В лучшей своей сказке, «Молчание», он изобразил проистекающий отсюда ужас, нестерпимую пытку, более острую, чем отчаяние, возникающую от сознанья того молчания, которым окружены мы навсегда. Дальше, за ним, за этим сознанием, начинается беспредельное царство смерти, фосфорический блеск разложения, ярость смерча, самумы, бешенство бурь, которые, свирепствуя извне, проникают и в людские обиталища, заставляя драпри шевелиться и двигаться змеиными движениями, — царство, полное сплина, страха и ужаса, искаженных призраков, глаз, расширенных от нестерпимости испуга, чудовищной бледности, чумных дыханий, кровавых пятен и белых цветов, застывших и еще более страшных, чем кровь.

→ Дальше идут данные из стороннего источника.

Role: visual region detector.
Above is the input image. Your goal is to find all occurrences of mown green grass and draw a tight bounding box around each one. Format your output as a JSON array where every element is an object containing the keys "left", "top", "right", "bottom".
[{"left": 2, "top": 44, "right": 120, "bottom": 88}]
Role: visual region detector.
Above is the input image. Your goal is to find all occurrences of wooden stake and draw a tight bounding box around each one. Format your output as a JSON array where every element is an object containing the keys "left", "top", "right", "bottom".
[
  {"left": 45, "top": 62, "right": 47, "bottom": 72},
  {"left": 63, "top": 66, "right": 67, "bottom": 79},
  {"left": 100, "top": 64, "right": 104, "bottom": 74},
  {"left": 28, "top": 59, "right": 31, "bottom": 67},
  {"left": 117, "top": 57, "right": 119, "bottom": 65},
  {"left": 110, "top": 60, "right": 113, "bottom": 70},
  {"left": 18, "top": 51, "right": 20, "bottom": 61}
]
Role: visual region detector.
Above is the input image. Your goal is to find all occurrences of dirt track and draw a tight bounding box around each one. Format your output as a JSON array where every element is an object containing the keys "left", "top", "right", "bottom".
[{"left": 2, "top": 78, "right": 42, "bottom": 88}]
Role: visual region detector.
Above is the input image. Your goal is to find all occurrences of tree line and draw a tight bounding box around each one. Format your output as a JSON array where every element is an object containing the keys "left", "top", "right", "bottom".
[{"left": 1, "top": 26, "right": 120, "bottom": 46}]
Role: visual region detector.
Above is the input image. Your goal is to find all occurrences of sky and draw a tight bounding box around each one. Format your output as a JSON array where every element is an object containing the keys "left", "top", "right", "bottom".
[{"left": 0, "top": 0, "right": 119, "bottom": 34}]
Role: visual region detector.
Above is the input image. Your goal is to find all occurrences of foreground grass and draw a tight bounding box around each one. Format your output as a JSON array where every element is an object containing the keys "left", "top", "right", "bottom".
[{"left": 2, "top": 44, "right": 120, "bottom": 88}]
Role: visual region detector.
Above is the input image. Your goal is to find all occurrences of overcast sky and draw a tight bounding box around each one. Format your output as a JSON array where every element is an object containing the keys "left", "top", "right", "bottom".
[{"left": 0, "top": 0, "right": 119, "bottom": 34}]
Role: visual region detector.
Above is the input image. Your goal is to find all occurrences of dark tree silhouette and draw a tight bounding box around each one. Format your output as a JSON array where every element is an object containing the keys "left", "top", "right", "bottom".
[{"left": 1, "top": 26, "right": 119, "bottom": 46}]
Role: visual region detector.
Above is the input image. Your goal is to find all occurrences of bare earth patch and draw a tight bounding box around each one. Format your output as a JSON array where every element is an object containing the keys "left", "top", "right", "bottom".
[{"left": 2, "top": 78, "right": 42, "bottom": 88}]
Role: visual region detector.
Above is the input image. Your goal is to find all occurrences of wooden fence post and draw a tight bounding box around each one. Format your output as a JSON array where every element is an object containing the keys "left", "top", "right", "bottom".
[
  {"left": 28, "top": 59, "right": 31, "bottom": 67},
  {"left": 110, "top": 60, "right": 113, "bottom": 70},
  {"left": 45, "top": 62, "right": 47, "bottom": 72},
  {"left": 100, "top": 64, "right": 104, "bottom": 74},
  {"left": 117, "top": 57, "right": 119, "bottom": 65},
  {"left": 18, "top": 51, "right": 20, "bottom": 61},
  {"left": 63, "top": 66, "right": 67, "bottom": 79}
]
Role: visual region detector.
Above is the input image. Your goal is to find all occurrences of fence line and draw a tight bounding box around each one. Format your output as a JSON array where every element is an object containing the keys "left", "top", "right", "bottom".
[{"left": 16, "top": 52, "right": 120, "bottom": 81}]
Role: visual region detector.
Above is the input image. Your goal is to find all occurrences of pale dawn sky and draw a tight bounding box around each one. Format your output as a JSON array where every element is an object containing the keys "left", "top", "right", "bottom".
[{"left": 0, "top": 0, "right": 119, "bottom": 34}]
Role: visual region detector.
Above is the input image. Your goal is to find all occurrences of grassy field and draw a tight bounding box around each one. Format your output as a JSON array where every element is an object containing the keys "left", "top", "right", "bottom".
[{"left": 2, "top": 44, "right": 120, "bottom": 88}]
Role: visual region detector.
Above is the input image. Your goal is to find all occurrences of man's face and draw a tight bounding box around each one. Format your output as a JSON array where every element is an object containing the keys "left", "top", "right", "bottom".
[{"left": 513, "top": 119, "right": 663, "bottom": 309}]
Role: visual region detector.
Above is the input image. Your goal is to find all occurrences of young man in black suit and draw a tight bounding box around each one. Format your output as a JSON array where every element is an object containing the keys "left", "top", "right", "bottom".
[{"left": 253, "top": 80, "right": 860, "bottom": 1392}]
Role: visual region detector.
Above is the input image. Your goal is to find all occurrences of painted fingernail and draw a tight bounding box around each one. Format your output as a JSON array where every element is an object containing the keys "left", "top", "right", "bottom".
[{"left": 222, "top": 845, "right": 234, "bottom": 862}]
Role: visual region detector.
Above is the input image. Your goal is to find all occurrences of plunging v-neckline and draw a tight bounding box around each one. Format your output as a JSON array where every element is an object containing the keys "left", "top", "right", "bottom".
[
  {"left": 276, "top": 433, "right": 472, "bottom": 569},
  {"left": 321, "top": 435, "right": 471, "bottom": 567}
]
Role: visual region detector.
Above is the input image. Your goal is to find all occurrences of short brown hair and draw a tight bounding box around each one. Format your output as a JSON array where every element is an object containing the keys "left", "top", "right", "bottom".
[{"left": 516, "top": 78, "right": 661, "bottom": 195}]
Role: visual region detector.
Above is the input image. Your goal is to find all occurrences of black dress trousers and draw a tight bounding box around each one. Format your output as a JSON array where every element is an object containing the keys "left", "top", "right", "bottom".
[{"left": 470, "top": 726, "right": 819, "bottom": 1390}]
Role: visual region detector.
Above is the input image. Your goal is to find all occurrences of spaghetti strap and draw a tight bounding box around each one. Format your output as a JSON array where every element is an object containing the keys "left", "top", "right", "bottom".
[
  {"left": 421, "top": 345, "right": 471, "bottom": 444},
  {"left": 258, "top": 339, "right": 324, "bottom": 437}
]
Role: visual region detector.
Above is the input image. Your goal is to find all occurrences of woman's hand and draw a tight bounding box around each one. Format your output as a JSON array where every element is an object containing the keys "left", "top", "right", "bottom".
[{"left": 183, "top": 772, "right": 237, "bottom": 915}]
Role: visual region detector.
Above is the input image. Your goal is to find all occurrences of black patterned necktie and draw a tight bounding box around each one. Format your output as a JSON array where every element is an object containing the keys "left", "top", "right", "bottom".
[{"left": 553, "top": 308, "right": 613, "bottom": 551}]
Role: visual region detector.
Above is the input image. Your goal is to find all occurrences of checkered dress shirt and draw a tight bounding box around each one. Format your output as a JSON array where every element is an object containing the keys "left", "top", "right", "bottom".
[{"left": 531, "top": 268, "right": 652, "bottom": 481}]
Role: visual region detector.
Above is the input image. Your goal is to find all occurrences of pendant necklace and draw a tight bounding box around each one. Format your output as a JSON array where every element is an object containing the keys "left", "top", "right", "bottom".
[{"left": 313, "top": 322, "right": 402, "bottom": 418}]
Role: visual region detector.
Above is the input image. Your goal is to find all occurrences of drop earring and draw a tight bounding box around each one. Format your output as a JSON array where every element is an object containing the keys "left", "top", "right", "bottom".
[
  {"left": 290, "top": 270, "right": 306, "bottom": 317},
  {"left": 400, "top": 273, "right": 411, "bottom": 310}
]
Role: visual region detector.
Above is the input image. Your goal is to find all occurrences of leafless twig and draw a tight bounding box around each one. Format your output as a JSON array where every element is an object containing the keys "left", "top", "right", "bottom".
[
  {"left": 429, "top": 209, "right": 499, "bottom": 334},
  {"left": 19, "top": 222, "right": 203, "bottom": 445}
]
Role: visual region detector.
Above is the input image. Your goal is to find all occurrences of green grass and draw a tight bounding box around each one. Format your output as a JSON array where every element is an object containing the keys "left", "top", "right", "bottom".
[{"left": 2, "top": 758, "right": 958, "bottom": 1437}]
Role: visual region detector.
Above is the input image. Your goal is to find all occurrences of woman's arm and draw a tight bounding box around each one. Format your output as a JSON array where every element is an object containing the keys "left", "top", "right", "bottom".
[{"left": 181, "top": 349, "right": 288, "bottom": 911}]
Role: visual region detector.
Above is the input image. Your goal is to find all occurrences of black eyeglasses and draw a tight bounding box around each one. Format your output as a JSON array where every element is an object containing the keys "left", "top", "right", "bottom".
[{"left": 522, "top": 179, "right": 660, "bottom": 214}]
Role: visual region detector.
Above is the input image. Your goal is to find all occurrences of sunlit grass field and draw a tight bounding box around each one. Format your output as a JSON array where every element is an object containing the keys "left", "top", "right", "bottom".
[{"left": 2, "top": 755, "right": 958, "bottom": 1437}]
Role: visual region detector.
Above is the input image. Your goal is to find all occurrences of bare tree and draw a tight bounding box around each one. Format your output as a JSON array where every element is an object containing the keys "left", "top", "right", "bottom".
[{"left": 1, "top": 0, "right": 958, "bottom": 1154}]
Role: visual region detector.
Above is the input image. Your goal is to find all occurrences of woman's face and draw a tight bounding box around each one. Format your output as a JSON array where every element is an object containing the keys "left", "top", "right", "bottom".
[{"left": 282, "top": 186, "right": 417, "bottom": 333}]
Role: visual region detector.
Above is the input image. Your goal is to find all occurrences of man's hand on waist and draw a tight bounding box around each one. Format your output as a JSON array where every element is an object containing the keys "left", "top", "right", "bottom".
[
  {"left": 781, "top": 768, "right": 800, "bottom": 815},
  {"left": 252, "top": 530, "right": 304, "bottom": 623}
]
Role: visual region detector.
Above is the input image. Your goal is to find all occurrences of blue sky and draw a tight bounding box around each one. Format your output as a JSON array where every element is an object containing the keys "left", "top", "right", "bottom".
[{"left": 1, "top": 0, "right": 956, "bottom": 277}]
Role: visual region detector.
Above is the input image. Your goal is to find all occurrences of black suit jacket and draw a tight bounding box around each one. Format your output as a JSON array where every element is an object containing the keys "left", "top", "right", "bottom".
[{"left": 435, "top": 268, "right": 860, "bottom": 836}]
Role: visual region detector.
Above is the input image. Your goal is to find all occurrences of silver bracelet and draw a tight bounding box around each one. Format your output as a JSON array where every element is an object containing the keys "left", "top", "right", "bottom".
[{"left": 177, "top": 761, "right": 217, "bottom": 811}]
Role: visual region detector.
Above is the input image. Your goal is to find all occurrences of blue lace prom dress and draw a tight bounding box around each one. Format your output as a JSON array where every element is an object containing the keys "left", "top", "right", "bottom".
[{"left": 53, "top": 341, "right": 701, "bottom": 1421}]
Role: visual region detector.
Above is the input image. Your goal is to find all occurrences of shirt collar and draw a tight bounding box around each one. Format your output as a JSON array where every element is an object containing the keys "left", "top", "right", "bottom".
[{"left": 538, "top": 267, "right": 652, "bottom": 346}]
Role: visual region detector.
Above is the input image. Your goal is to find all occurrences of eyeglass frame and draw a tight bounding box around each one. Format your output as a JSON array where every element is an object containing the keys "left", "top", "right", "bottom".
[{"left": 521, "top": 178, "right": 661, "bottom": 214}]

Человек, носивший в своем сердце такую остроту и сложность, неизбежно должен был страдать глубоко и погибнуть трагически, как это и случилось в действительности.
Отдельные слова людей, соприкасавшихся с этим великим поэтом, характеризующие его как человека, находятся в полной гармонии с его поэзией. Он говорил тихим, сдержанным голосом. У него были женственные, но не изнеженные манеры. У него были изящные маленькие руки и красивый рот, искаженный горьким выражением. Его глаза пугали и приковывали, их окраска была изменчивой, то цвета морской волны, то цвета ночной фиалки. Он редко улыбался и не смеялся никогда. Он не мог смеяться, для него не было обманов. Как родственный ему Де-Куинси, он никогда не предполагал — он всегда знал. Как его собственный герой, капитан фантастического корабля, бегущего в полосе скрытого течения к Южному полюсу, он во имя открытия спешил к гибели, и хотя на лице у него было мало морщин, на нем лежала печать, указывающая на мириады лет.
Его поэзия, ближе всех других стоящая к нашей сложной и больной душе, есть воплощение царственного сознания, которое с ужасом глядит на обступившую его со всех сторон неизбежность дикого хаоса.